I've downloaded Intel IPP DMIP sample: ipp-samples.7.1.1.013. I built application\dmip_bench\ utility against IPP v7.1.1. It showed significant performance boost of DMIP flavor against IPP flavor.
I then refactored ModifyBrightness::DoIPP method to simply process image by rows, and parallelized this processing with Concurrency::parallel_for.

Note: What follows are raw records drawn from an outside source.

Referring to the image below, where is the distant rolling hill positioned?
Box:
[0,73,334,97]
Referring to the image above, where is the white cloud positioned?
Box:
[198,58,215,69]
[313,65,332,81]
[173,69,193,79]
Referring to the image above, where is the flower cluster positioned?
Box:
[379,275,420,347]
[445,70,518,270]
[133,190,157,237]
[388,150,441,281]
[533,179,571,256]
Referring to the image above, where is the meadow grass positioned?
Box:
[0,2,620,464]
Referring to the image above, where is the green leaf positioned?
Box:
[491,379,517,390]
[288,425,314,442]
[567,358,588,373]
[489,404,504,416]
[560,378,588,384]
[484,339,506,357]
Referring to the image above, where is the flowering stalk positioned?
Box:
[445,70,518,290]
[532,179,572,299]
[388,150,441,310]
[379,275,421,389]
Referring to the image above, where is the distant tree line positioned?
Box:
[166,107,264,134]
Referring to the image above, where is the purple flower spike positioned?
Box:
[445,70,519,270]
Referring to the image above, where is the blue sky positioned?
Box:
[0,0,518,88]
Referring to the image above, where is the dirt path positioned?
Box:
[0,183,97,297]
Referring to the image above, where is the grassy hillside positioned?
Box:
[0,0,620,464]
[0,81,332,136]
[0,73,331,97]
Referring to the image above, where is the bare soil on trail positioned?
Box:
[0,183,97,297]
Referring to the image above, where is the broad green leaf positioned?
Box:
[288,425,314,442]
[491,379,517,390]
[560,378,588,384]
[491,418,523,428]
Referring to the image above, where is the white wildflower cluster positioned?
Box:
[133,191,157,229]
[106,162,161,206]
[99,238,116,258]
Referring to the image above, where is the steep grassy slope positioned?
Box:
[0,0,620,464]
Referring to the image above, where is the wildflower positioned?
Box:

Then I rebuild the solution with both _IPP_SEQUENTIAL_STATIC and _IPP_PARALLEL_DYNAMIC macros. And the results was unexpected.
With _IPP_SEQUENTIAL_STATIC:
DMIP 1.5 Jul 12 2012
ippIP SSSE3 (v8) 7.1.1 (r37466) Sep 24 2012
ippCV SSSE3 (v8) 7.1.1 (r37466) Sep 24 2012
ippCC SSSE3 (v8) 7.1.1 (r37466) Sep 25 2012
Number of threads: 2
DMIP Modify Brightness example time 3.16375 msec slice 34
IPP Modify Brightness example time 1.85974 msec slice 467
Close the session
With _IPP_PARALLEL_DYNAMIC:
DMIP 1.5 Jul 12 2012
ippIP SSSE3 (v8) 7.1.1 (r37466) Sep 27 2012
ippCV SSSE3 (v8) 7.1.1 (r37466) Sep 27 2012
ippCC SSSE3 (v8) 7.1.1 (r37466) Sep 28 2012
Number of threads: 2
DMIP Modify Brightness example time 2.34378 msec slice 34
IPP Modify Brightness example time 6.75662 msec slice 467
Close the session
As you can see, manually parallelized version works better, than DMIP. Why?
I used Visual Studio 2010 for compilation. Under Windows 7 x64. Solution configuration was x86. I have Intel E6550 processor. I used an RGB 1200x467 image.
I attached modified sample. With compiled executables and output logs.